The Long And The Short Of It – Neckerchiefs

Words by: Andrew Williams

neckerchief-cary

I was interested to read Andrew Hodges recent post on Cary Grant and his appearance in the film ‘To Catch a Thief’.

Of all the iconic looks in that film, the one most frequently referred to is that of Grant in a crew neck blue and white striped Breton and sporting a foulard neckerchief.

If there is one thing I share in common with Cary Grant, and I’m sorry to say there is only one thing, it is having to pay particular attention to our necks.

At the age of 14 Cary Grant, or Archie Leech as he was then, ran away from home to join a troop of travelling vaudeville acrobats. His father retrieved him but this didn’t stop young Archie, and he soon made his way back. After much cajoling and a promise by the troops impresario to watch over the young lad, his father reluctantly permitted him to stay. This early physical and rather punishing career provided Grant with a body that was muscular and lithe. It also provided him with a size 17.5 inch neck and a drop shoulder.

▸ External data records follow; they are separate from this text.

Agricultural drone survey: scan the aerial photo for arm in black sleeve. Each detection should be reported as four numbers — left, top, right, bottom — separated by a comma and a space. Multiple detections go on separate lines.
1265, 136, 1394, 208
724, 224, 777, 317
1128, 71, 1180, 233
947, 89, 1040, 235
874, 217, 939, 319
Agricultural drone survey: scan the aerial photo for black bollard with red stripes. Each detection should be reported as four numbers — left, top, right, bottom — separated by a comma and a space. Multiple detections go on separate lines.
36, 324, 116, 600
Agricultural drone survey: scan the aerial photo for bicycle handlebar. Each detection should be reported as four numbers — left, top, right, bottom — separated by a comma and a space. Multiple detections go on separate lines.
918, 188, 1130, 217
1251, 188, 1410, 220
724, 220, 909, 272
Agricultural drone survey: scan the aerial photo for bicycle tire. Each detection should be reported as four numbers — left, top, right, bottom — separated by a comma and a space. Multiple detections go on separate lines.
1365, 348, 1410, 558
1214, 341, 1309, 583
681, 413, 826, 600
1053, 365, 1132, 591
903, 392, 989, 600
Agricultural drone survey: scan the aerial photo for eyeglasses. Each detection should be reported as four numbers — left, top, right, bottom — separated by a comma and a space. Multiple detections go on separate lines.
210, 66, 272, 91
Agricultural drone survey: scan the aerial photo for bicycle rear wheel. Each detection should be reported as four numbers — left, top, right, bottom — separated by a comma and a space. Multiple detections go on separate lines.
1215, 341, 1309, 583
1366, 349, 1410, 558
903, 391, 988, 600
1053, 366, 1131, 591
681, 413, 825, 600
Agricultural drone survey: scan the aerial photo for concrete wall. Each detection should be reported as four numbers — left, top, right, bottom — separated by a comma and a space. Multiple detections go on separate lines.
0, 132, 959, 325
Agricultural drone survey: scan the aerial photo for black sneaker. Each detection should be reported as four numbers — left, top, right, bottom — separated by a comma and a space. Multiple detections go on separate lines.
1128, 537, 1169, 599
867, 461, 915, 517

The need to compensate for these physical defects, as well as a large head, meant he developed certain sartorial traits, which he retained all his life. In particular, shirts had deep soft collars with shallow stands, which de-emphasised the width of his neck. He was rarely filmed without a jacket or with an open collar; if he were he’d often do up the top button and flip his collar.

In Alfred Hitchcocks To Catch A Thief, the famous neckerchief was once again used to de-emphasise his neck, and resulted from agreement by both Grant and the wardrobe department that the sweater alone didn’t quite work.

I said we shared something in common. Well, I don’t have a 17.5 inch neck, but I do have a long neck which at 15.5 inches and attached to a chest of 42 inches is ill proportioned – and I’m a big head. Just as Grant did, I use collars to correct this aesthetic hiccup. In my own case I use deep Collars with high stands such as those provided by my shirt makers Stephan Haroutunian and Nino Santoro. The high stand helps to foreshorten my neck, and the broad collars add weight and width.

This covers more formal situations, but it requires a little more thought for informal dressing. And this leads me back to the neckerchief. Ideal for crewneck sweatshirts or T-shirts, I also use them to add some weight and proportion when wearing polo shirts or even open soft collars.